I have created a dataset dict with 10 splits and am attempting to push it to the dataset hub but keep getting a HFHubHTTPError: 413 Client Error: Payload Too large for url: error.
In total, the dataset is ~50GB. For my initial attempt it made commits 0 and 1 of 3 (Upload dataset (part 00000-of00003)) before failing. On my second attempt, I reduced the max shard size to 250MB (which caused uploaded files to be ~150MB) and it got to commit 3 of 5 before failing.
To save progress, I tried using a for loop to upload splits one at a time:
dataset = datasets.load_from_disk(save_path)
for split, ds in dataset.items():
print(split)
ds.push_to_hub("dconnell/pubtator3_abstracts", split=split)
But now it is repeatedly failing for the first split with the same too large error. If I skip the first split it fails on the second split the same way.
The shard sizes are only a few hundred MB at most and the locally saved version of the dataset doesn’t have any files that are abnormally large compared to the rest. Any idea why I am getting a too large error?
Should I upload with the huggingface_hub.upload_folder api instead? Looping over each split directory of my locally saved dataset? My main concern about that is the currently uploaded files are organized differently (I think because of the conversion to parquette) and I want to make sure the dataset is uploaded in the preferred configuration.
I did see that issue, but none of my files are anywhere near that 50GB limit. And since it splits the upload across multiple commits each commit is less than 50GB. I’m also confused how it managed to upload 25+GB before having an issue. Or why I’m getting the issue when uploading each 5GB split individually.
I can go ahead and use the huggingface_hub functions directly I just figured there’s a reason the dataset classes have their own push_to_hub methods and I should try to use that over the more generic functions. (Especially since I can see it is converting and reorganizing the dataset before pushing.)
I pushed with upload_large_folder but now I can’t get the splits recognized. In Structure your repository is says you can add the splits to the README’s yaml section. After doing that, the hub picked up the splits but load_dataset keeps telling me train is the only split.
ValueError: Unknown split "BioCXML_9". Should be one of ['train'].
This is even after clearing my local huggingface cache.
I tried reorganizing the file hierarchy as detailed in the “Automatic splits detection” section using the structure:
But neither the hub nor load_dataset is recognizing the splits in that style.
In relation to this, it seems non-intuitive that the save_to_disk method tracks splits differently than the hub does. In order to upload properly, I have to move directories into a data directory. Does this seem like something that should be look into in a github issue? save_to_disk tracks the splits in a dataset_dict.json file that upload_large_folder ignored.
I’ve narrowed it down to a large ClassLabel in the features.
If I reduce the dataset down to 100 rows, I’m still getting the payload error.

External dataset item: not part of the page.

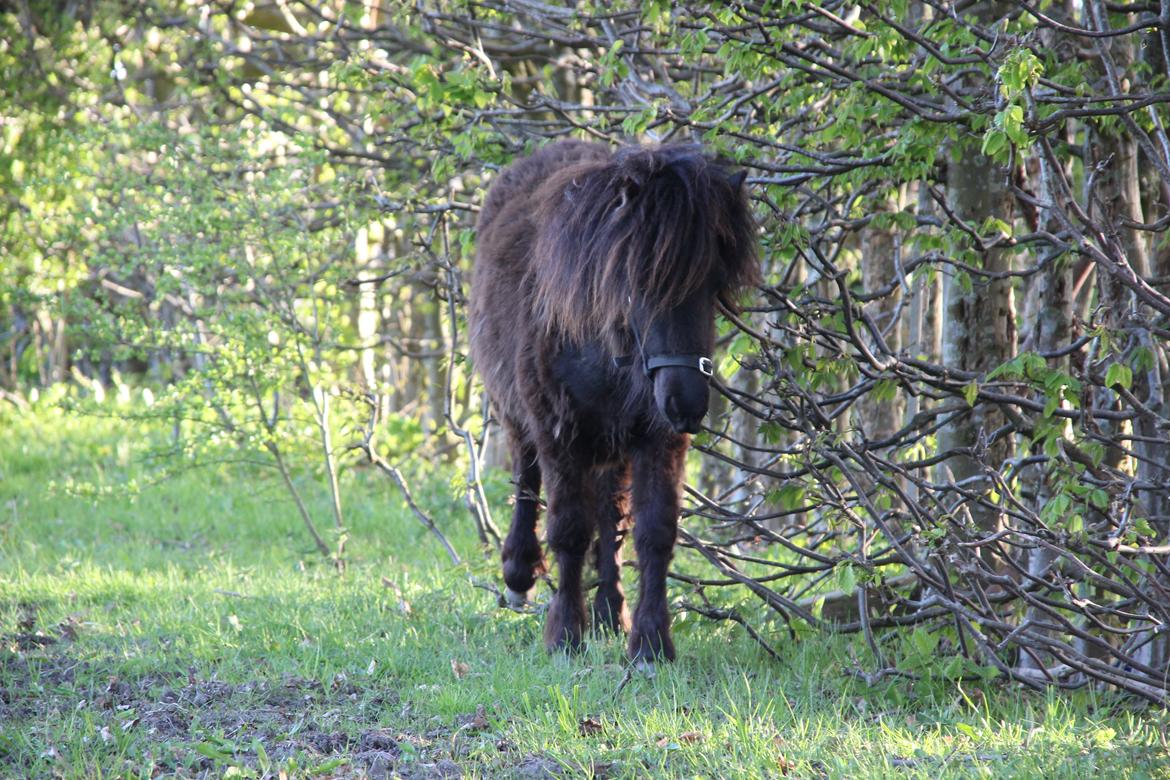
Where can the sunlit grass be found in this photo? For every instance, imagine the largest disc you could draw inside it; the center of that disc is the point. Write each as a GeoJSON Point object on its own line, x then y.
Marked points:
{"type": "Point", "coordinates": [204, 587]}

Several of my columns use Sequence of Classlabel for features, if I switch those to a Sequence of Value("int64") the push succeeds.
I can reproduce the error with the following attempt to simulate my data:
import random
random.seed(42)
def random_str(sz):
return "".join(chr(random.randint(ord("a"), ord("z"))) for _ in range(sz))
data = datasets.DatasetDict(
{
str(i): datasets.Dataset.from_dict(
{
"label": [list(range(3)) for _ in range(10)],
"abstract": [random_str(10_000) for _ in range(10)],
}
)
for i in range(3)
}
)
features = data["1"].features.copy()
features["label"] = datasets.Sequence(
datasets.ClassLabel(names=[random_str(20) for _ in range(30_000)])
)
data = data.map(lambda examples: {}, features=features)
data.push_to_hub("dconnell/pubtator3_test")
30,000 20 character strings (~600KB) doesn’t seem like it should be enough to cause this issue. Maybe it’s the way this is stored in parquette?
With my above example (I think we responded at the same time so you may of missed it), dataset size is nowhere near a GB so I don’t think that is the issue. With sys.getsizeof shows the size of the ClassLabels.names as ~250KB so that shouldn’t be too big but using a ClassLabel instead of a Value for the features causes the error.
I tried upload_large_folder and it does upload the content but it isn’t recognizing my splits even when using the file structure suggested by the docs (see above response).
Sense it is uploading the arrow tables, I’m thinking this has something to do with how parquette is storing the ClassLabels.